Development Discussion Board

[Dog Cow]

Because when captchas are broken or you cant solve them (blind) you still need to be able to contact the admin, to tell him captcha is broken or you are blind and cant solve?

So then you're going to have to whois the domain and pray that the contact email address is valid and monitored.

[callumacrae]

I can't remember whether I have already said this, but the two main captchas (QA and recaptcha) are fine for blind people.

[MichaelC]

If you have a problem with the CAPTCHA (one of the bigger reasons on why to have a contact form) how do you contact the board admin if its on the contact form?

[Ger]

Jut to I guess it should be rather simple to add this. RMcGirr and Evil<3 (IgworW) had made an excellent contact form MOD:Contact Board Administration. I guess this could easily be inserted in the core, not?

[doktornotor]

Jut to I guess it should be rather simple to add this. RMcGirr and Evil<3 (IgworW) had made an excellent contact form MOD:Contact Board Administration. I guess this could easily be inserted in the core, not?

Yeah exactly... works a treat. Also has the captcha completely configurable (always on, for guests only, disable altogether.)

[keith10456]

Jut to I guess it should be rather simple to add this. RMcGirr and Evil<3 (IgworW) had made an excellent contact form MOD:Contact Board Administration. I guess this could easily be inserted in the core, not?

+1

I use this mod and it's great!

[brunoais]

Well... there are anti bot systems that might work without captcha.

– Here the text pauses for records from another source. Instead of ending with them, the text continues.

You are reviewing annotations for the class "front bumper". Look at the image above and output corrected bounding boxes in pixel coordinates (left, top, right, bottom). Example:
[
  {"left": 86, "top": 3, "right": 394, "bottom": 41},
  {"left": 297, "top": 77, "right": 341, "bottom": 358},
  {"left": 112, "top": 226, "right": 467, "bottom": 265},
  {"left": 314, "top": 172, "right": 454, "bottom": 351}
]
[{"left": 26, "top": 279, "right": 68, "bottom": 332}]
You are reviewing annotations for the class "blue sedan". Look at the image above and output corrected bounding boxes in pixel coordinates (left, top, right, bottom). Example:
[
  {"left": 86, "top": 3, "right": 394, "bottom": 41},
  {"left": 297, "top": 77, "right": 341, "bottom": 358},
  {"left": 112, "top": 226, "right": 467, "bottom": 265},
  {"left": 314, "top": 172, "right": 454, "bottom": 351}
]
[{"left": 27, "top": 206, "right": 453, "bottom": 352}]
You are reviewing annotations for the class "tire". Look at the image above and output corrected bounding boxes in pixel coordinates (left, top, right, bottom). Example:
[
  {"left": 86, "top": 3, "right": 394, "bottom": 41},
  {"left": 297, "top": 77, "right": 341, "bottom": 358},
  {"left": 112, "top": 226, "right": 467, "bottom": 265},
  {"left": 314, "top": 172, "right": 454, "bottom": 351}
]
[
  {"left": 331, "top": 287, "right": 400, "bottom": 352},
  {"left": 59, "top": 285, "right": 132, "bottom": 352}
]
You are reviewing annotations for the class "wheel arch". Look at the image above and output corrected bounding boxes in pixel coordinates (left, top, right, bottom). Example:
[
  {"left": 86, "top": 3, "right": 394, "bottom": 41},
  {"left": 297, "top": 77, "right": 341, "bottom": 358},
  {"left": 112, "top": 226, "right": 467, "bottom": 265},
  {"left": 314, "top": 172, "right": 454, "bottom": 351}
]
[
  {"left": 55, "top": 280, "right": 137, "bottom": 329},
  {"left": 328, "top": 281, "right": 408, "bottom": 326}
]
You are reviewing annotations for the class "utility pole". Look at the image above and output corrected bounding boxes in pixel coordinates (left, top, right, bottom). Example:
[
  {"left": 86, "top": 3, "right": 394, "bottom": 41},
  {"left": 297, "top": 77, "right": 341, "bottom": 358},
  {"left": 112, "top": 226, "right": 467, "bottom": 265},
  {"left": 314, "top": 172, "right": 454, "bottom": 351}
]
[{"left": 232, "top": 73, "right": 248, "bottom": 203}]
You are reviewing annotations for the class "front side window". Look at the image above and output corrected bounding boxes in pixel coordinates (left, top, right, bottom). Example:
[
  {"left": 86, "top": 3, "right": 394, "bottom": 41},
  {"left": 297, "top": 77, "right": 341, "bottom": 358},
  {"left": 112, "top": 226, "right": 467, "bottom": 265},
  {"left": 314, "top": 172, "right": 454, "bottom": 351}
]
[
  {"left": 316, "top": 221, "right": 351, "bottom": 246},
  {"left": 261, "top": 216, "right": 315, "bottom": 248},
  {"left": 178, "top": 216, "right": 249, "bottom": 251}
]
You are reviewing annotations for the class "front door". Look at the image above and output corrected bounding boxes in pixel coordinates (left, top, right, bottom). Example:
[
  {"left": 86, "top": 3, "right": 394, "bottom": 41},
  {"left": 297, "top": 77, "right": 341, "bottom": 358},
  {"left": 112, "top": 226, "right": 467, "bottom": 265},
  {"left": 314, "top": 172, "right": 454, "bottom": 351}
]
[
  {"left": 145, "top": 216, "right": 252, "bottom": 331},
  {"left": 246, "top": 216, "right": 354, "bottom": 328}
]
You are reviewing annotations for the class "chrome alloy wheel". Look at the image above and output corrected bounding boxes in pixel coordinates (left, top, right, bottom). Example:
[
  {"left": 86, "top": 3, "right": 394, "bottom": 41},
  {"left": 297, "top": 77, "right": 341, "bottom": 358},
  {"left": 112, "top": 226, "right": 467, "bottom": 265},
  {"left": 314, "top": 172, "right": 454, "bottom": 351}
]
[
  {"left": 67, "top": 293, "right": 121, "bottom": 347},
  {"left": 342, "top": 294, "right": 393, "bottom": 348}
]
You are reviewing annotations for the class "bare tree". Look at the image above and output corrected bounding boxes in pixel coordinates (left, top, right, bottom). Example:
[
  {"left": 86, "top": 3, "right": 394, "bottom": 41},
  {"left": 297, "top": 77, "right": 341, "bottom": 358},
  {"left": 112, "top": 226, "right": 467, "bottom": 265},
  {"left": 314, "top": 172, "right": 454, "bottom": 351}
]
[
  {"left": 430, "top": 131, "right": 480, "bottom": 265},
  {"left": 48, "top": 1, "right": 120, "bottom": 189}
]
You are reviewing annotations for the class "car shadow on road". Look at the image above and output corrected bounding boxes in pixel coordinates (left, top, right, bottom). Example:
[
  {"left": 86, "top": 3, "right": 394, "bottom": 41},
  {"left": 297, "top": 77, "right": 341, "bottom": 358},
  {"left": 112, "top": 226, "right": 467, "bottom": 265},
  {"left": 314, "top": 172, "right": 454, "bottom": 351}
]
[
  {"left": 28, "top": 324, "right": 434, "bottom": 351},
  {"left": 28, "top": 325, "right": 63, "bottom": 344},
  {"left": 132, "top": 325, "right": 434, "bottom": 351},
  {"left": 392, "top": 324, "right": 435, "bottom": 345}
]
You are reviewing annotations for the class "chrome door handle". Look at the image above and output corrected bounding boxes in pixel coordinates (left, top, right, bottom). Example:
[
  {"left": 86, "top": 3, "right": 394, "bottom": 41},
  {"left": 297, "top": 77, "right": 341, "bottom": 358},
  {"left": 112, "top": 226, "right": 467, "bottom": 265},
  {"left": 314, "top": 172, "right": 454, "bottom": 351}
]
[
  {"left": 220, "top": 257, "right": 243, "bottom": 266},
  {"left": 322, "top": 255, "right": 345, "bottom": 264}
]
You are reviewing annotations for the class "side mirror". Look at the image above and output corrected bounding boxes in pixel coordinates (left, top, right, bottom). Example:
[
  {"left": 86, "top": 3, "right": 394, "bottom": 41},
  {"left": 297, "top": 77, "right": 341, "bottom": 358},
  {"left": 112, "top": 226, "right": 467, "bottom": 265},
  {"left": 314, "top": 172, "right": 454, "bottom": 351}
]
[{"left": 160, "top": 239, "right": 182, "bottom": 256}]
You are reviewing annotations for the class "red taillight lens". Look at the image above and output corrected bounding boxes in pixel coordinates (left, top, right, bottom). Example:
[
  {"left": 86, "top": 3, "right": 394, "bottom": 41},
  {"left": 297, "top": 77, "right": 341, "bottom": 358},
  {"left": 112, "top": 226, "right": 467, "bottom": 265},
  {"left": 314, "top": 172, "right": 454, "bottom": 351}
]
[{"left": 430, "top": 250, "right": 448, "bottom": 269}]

Make a tree thingy in the form tag.
Make CSS so that the last div inside the form tag is not displayed (no inline @class or @style)
Put that div inside the form (it's the last child of the form)
Inside that div:
Place 2 inputs.
1 input has a default value
The system chooses some characters from a list randomly to place in the @value
The system saves which one was in the $_SESSION variable.
When the form is submitted it compares. If they are different, an error is returned (just make up an error, don't push yourself)

The other input is empty. If it contains any text in it, then this is a bot.

For a cherry in the cake, place a selectbox. The user just need to say (between some options) if he's a bot or not.
The correct answer (option tag) is not always the one with the same @value but it's the one with the same text content (I need to investigate if <span> is allowed inside <option> to see if we can add random text invisible to the user).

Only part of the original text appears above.